Target (TGT), too, added to investors' worries after reporting worse-than-expected December same-store sales. Like other retailers that cater to the middle class, Target is paying the price for offering steep discounts and therefore lowering its fourth-quarter profit outlook. J.C. Penney (JCP) and Kohl's (KSS) are in the same situation, which is why shares of all three companies slumped Thursday.
Meanwhile, chains that cater to wealthier consumers, such as Macy's (M), posted strong December sales.
Best Buy (BBY), which had trouble filling some holiday orders, not surprisingly reported worse-than-expected sales. Villalta, who owns shares of Best Buy, argues that while this wasn't a "knockout quarter," it may not be as bad as the pessimists believe.

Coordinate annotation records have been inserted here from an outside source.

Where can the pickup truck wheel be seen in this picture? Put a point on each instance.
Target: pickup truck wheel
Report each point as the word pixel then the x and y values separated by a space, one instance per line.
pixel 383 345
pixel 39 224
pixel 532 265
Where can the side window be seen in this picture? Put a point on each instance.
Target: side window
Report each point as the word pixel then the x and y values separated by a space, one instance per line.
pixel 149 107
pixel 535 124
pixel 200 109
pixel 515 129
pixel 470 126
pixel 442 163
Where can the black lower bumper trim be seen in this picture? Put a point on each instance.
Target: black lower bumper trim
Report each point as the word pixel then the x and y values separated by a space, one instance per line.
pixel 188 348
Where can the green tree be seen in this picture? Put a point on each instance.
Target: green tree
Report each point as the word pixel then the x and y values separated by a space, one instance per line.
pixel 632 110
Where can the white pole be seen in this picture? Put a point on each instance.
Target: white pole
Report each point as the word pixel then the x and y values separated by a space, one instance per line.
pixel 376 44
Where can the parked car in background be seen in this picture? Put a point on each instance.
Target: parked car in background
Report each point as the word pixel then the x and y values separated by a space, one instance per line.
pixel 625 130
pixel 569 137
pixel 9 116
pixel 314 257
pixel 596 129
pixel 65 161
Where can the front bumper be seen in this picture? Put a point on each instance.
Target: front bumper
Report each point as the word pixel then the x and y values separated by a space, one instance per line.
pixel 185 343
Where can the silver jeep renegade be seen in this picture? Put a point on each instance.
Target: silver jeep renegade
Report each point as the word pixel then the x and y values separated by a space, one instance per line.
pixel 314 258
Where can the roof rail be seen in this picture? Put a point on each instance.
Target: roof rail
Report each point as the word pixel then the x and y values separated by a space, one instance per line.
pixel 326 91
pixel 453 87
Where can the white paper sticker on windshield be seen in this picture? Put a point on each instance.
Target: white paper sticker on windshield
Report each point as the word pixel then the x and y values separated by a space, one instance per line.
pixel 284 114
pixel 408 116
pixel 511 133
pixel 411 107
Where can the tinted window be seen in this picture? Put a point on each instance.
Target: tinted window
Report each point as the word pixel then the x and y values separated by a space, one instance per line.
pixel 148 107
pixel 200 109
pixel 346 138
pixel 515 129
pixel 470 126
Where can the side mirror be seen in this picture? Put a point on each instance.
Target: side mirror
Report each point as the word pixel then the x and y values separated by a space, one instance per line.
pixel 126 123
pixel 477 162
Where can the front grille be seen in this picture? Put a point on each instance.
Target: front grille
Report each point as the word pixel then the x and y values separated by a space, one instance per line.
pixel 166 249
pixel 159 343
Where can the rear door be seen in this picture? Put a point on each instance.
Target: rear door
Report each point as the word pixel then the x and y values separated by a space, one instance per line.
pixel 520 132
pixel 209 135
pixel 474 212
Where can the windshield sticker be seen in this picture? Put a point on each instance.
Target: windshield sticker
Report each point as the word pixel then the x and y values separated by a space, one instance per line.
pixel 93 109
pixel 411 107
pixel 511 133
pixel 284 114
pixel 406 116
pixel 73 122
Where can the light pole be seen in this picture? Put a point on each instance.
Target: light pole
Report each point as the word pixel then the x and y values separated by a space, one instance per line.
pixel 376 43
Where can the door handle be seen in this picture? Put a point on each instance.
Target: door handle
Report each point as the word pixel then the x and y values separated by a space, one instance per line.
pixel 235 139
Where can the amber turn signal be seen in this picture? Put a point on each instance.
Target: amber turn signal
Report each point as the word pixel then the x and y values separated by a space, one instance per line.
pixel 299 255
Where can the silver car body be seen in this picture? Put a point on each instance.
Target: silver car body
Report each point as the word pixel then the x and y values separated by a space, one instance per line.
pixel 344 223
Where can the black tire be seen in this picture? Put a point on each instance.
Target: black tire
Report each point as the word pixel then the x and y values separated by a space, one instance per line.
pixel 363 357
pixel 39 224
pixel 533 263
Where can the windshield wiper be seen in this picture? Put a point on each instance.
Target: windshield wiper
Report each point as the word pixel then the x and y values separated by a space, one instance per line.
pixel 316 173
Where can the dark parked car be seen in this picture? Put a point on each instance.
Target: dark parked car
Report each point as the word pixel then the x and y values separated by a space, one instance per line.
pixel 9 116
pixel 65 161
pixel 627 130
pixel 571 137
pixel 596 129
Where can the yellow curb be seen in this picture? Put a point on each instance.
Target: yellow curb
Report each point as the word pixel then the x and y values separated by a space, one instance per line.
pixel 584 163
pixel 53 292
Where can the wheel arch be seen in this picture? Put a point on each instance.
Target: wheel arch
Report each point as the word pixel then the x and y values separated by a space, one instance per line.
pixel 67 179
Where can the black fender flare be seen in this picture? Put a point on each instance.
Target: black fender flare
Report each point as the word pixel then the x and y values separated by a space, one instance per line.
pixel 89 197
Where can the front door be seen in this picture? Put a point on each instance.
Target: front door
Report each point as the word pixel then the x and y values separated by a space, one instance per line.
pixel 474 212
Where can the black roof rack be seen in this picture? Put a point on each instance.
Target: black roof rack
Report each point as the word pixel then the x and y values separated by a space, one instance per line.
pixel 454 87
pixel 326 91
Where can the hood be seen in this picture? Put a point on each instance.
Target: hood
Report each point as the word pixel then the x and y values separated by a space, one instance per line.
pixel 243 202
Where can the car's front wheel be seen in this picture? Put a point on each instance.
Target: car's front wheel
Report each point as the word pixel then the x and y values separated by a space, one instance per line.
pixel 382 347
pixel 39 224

Indeed, not all hope is lost. The job market continues to improve. Unemployment fell to 8.5% in December, its lowest level in nearly three years, as companies added 200,000 jobs, better than economists had expected. Fewer businesses are laying off workers, which is another good sign.
Investors, though, continue to have plenty to worry about, including the debt crisis in Europe, which Robert C. Doll, the chief equity strategist for Fundamental Equities at BlackRock(BLK), argues must be addressed.
"At the same time, we don’t need Europe to solve all of its problems in 2012 for the world to achieve an OK year," Doll said in a statement. "Since there is already such a significant 'crisis premium' baked into the markets, just avoiding disaster could be enough."
Given the turmoil of the past few years, an OK year would suit many investors just fine.
Jonathan Berr is a freelance business writer. He owns shares of Target.